Preface

The subject of automotive cybersecurity involves many concepts, engineering methods, and technologies, some of which are unique to the automotive domain while others are shared with adjacent fields. The unique aspects are derived from the fact that the vehicle belongs to the family of cyber-physical systems. In such systems, embedded computers integrate with sensors and networking components to control physical processes, which then provide feedback to the computing environment. While sharing concepts with the domain of information security, breaches of cyber-physical systems result in physical impacts that can cause the unsafe operation of the system with the potential for injury and loss of life. When you choose to work in the field of automotive cybersecurity, you are not only responsible for protecting the security of the driver’s data, and the intellectual property and reputation of members in the supply chain, but more importantly, you are responsible for protecting the lives of those driving the vehicle or coming within its vicinity.

The complexity of producing vehicles that are secure by design goes beyond the technology challenges and spans several factors that are unique to the automotive industry. These include the complexity of the automotive supply chain, the legacy systems and practices that are hard to change, the limited allocated budgets for deploying security controls, the ever-shrinking program schedules, the limited computing resources, and the stringent power consumption requirements. All of these factors must be considered while meeting strict regulatory requirements and standards, which makes the job of automotive cybersecurity engineers both exciting and exhausting at the same time. To make matters worse, there is a severe shortage of automotive cybersecurity professionals, and all these while vehicles are becoming more connected, putting them at increased risk of cyber attacks. While software-defined vehicle transformation is underway, the trend of increased autonomy and connectivity will not be successful if vehicles are not developed on a secure foundation. Just like in adjacent domains, such as banking, cloud computing, and enterprise systems, when an opportunity for financial gain exists, hackers will find a way to penetrate even the most sophisticated defenses.

To ensure that the automotive industry does not go down the path of other industries in which the rate of fixing vulnerabilities is outpaced by the rate of creating them, there is a need for a systematic approach to cybersecurity engineering that is on par with the quality management and functional safety approaches that have an established record within this industry. You may have heard the phrases “secure by design” and “built-in security” versus “bolt-on security.” These are good mottos that we aim to put into practice throughout this book. Adopting cybersecurity within the engineering life cycle presents many challenges, which this book tries to tackle. The worst-case adoption scenario involves identifying threats but failing to act on risk reduction due to concerns about schedule and cost. Organizations that take this approach usually create a false sense of security by relying on a heavy-handed process that produces reams of paperwork to document risks and risk treatment decisions without investing in the technology needed to mitigate critical risks. Consequently, relying on processes that prioritize paper evidence over technical analysis and thorough argumentation of security risks creates a belief by engineering teams that the cybersecurity process is merely a checkbox exercise that adds no value.
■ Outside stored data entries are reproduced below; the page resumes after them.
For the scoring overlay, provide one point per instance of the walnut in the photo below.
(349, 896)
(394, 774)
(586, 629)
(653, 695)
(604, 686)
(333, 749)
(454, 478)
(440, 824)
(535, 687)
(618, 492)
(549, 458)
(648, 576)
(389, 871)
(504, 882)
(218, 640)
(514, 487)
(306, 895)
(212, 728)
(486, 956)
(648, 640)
It is also possible to create an over-zealous security culture that produces security solutions that are too complicated to achieve in practice. In fact, security experts can lose credibility when they offer too many esoteric solutions that are impractical to implement or that cannot be defended when scrutinized for fulfilling an actual need. It is thus the job of the cybersecurity professionals to strike the right balance between security, technical feasibility, cost, effort, and overall impact on schedule. That is why one of the goals of this book is to define a practical approach for building secure systems that integrate seamlessly with existing engineering processes and tools while producing effective results.

There is no doubt that today, there exists a sizeable knowledge gap. To close this gap, the automotive industry either recruits security professionals with limited automotive knowledge or trains automotive engineers with limited security knowledge. This book aims to bridge the gap between the two groups of professionals by providing a balanced approach that reduces security risks to reasonable levels while working within the acceptable parameters of producing sellable automotive systems.

Throughout this book, you will notice that we do not dwell heavily on theory, and sometimes concepts may intentionally be over-simplified in favor of highlighting their practical aspects. It is the intent of this book to expose you to the widest set of cybersecurity topics that are relevant to this domain so you may later choose the level of depth you want to pursue in areas of interest. You might already be a practicing professional or someone who is just getting into the field. Either way, sooner or later, you will discover that what may be more challenging than producing technical security solutions is convincing people of the risks that need mitigation and why the pain they must endure now is justified in the long run. Having a formalized security engineering approach can help reduce the amount of subjectivity during these difficult conversations to avoid endless debates about what is considered a reasonable risk. That is why this book aims to reframe the security conversation through a common language that stresses objectivity while focusing on cybersecurity risk reduction.

Note

The views and opinions expressed in this book are solely those of the author and do not necessarily represent or reflect the views of current or past employers.